すれ違う人とぶつからないように歩くのも一苦労、
表参道側から原宿駅の方を遠く見やると
そもそも地形がそういう勾配をしているのでしょうが、
人の重みで道路がグンニャリと下方へしなっているよう。
髪を切ってサッパリしたはずの頭が人ごみでゴミゴミ。
道ゆく人たちのオシャレさに目がグルグル。
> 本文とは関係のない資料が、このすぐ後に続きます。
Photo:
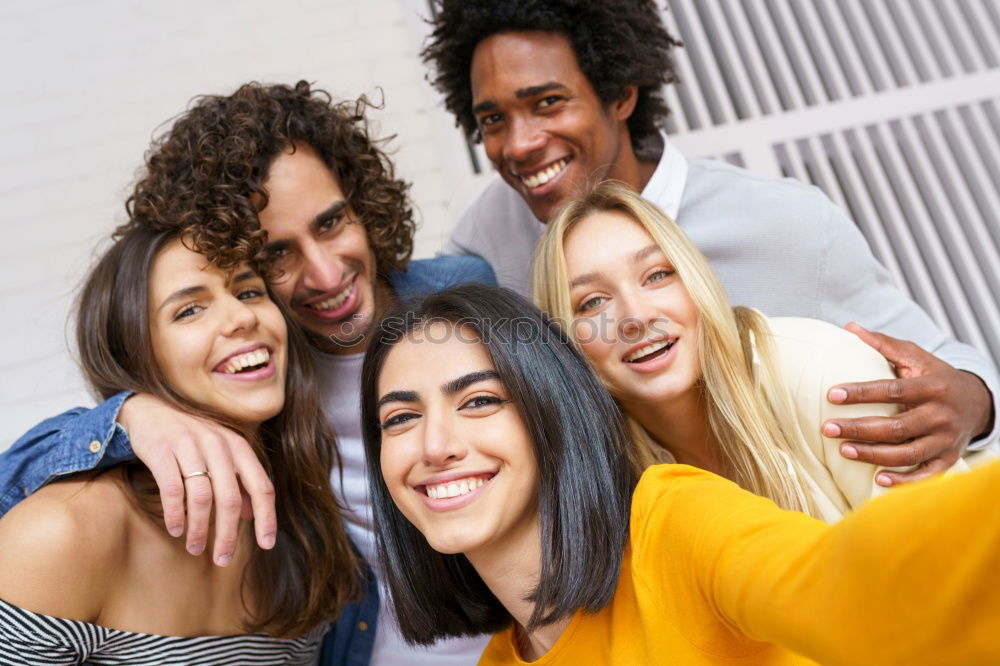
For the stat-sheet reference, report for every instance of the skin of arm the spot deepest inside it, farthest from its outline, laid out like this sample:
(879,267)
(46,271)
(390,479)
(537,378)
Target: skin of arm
(948,389)
(171,444)
(881,586)
(812,355)
(945,409)
(60,550)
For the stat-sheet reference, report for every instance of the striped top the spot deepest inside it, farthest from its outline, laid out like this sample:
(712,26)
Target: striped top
(29,638)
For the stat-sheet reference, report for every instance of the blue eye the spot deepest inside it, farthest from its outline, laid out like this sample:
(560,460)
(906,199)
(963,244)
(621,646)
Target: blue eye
(188,311)
(591,303)
(480,401)
(659,275)
(398,419)
(248,294)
髪もクルクル。
今日は新代田FEVERで
昨年からサポートを務めている「誰でもエスパー」2014年初ライブ。
エスパーがどういうものかはあまりよく知りませんが、
気持ちだけはボクもエスパー。
いつもよりベースをバチバチやってきます。
Boogie Stop Shuffle
【2014/3/8】
リハまで少し時間があったので
日頃は入ることのない下北沢のアンティークショップにフラリと。
ベースを背負い、でかいトートバッグを肩に提げ、
片手にはエフェクターボードを手にした客の来店に
「頼むから店のモノを壊さないでくれよ」
と言いたげな店主がチラとこちらを見ながら
口だけは「イラッシャイマセ」と動かしてみせて
せっせと手元では何かを修理しているよう。
お目当ての品は見つけられなかったものの、
ひっそりと並べられていたレコードコーナーをチラと物色してみると
あまり見たことのないチャールズ・ミンガスのLP。
せっかくなので、と購入。
お会計の接客もそこそこに
相変わらずせっせと手元で何かを修理している店主に
「古い○○は置いてませんか?」と聞いてみる。
「たまに入ることはありますけどね、
結構足が早くてすぐ売れちゃいますねぇ
やっぱり音楽やってる人とかがね」
店主は長年に渡って手元で細かい何かを修理し続けているせいか(想像)
慢性的に赤く腫れぼったくなったマブタを重たげに持ち上げながら
それでも自分のテリトリーに思いがけず飛び込んで来た貧相な男の出現に
マンザラでもなさそうな様子で答えてくれた。
「木製の三角形のがあるでしょ…」と店主が言いかけたところで、
「そういうのを探してるんですけど」と私が答えると店主はいよいよ得意気に
「じゃなくて、ヨーロッパの古いヤツにはもっと色々オモシロい形をしたのがあるんです」と言った店主の、キマッタ! という表情といったら。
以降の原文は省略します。